RSSに関心があるならAtomに注目するべき
RSSと同様に、ブログやニュースサイトの記事の一覧を示すデータ形式として、Atomという形式が使われている。普及度はRSSのほうが高く、Atom 1.0とRSS 2.0では記述能力にそれほど差がないことから、新たにRSS的データを生成するのであればRSS 2.0だけを考えればいいのではないかと思っていた。
しかし、IT ConversationsでAtom As A Case Studyという講演を聞き、私の認識は間違っていたことが分かった。この講演は2006年3月に開催されたETech 2006でおこなわれたものである。以下は同講演の概要である。
- RSSには幾つも改善すべき点があるので、RSSではない、新たな標準を策定しようとIETF標準化作業が始まった。Atomによる記事一覧配信(syndication)の標準化作業は完了し、RFC 4287となっている。
- RSSではできないことも幾つかある。
- 標準化の議論の中で上記の問題はすべてクリアされた。多くの人が様々な観点で検討・議論することにより標準がまとまった。IETFでの標準化作業のメーリングリストでは1万7944通のメールがやりとりされ、それは60メガバイト以上になった。

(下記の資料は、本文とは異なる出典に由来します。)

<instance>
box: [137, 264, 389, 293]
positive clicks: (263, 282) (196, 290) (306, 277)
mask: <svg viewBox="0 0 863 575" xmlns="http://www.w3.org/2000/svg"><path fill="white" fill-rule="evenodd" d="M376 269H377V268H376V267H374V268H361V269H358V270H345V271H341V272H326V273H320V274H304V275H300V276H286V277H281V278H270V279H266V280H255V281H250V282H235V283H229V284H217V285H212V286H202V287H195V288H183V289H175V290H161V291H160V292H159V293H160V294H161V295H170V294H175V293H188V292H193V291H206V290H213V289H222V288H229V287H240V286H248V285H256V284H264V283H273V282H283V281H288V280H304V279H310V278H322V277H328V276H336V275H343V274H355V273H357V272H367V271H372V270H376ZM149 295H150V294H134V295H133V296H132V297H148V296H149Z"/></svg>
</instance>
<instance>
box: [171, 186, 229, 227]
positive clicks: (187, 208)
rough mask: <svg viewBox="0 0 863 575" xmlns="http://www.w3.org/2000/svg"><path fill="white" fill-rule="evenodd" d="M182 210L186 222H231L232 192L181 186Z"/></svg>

- Atom形式にはバージョン番号を示すところがない。なぜなら、バージョン番号を不要とするように標準を定めてあるからである。具体的には、Atomデータを解釈するプログラムは、自分が知らないタグは無視するように定めている。これはHTMLについておこなわれていることと同じである。ウェブブラウザーは未知のタグは無視する。このしくみがあるので、HTMLは下位互換性を実現できている。同様のことがAtomについても言える。

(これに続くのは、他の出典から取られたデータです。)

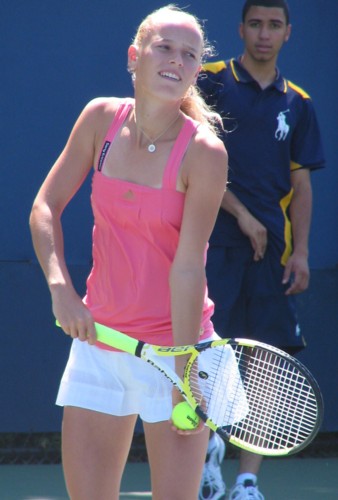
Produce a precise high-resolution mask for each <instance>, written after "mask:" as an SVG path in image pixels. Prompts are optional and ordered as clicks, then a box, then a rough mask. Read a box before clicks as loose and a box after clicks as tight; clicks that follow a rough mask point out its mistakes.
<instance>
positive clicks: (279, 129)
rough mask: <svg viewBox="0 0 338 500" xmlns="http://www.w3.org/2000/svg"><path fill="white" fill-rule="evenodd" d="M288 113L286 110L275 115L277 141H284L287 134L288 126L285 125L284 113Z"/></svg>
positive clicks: (284, 117)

- ブログの記事を編集・投稿するためのアプリケーションがあり、それは、ブログサービスの投稿APIを使って記事を投稿・更新する。現在はそのAPIは標準化されていないので、ブログ編集アプリケーションを使う際はブログサービスの種類を選ばなければならない。
- 多くの人は現在のブログ編集のインターフェースに満足していない。投稿APIが標準化されれば、ブログ編集ソフトが編集機能で競争できるようになり、使い勝手が大きく向上することが期待できる。

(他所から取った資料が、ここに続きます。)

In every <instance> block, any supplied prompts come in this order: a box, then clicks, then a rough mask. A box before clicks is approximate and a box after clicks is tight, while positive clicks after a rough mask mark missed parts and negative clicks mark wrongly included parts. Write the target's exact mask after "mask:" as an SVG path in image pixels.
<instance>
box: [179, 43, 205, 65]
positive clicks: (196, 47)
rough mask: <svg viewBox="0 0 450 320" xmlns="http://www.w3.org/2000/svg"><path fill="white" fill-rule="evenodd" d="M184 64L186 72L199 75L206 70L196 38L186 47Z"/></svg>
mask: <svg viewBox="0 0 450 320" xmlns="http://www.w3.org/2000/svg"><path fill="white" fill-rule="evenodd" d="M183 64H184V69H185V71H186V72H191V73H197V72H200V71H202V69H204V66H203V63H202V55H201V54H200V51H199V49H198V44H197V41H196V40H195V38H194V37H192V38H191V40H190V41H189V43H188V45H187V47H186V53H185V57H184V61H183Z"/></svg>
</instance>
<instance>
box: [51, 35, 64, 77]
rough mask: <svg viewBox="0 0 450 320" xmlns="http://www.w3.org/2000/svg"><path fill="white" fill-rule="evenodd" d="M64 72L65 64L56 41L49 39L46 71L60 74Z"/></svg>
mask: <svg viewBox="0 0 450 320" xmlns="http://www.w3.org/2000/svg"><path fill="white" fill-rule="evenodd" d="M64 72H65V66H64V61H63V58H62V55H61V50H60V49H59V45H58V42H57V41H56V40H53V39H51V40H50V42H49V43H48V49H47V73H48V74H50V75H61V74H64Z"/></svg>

講演の概要は以上で、以下は私の考えである。標準化団体のお墨付き自体には本質的価値はないが、標準化作業で多くの人により加えられる考察・議論・入力には大いに価値がある。RSSは標準化団体による標準化作業を経ていないので、曖昧な点があっても不思議はない。RSSの仕様が固定されている一方で、IETFで活動中のAtomコミュニティがあるという状況では、Atomに注目し続ける必要があると思う。そして、長期的にはAtomにより比重が移っていっても不思議ではない。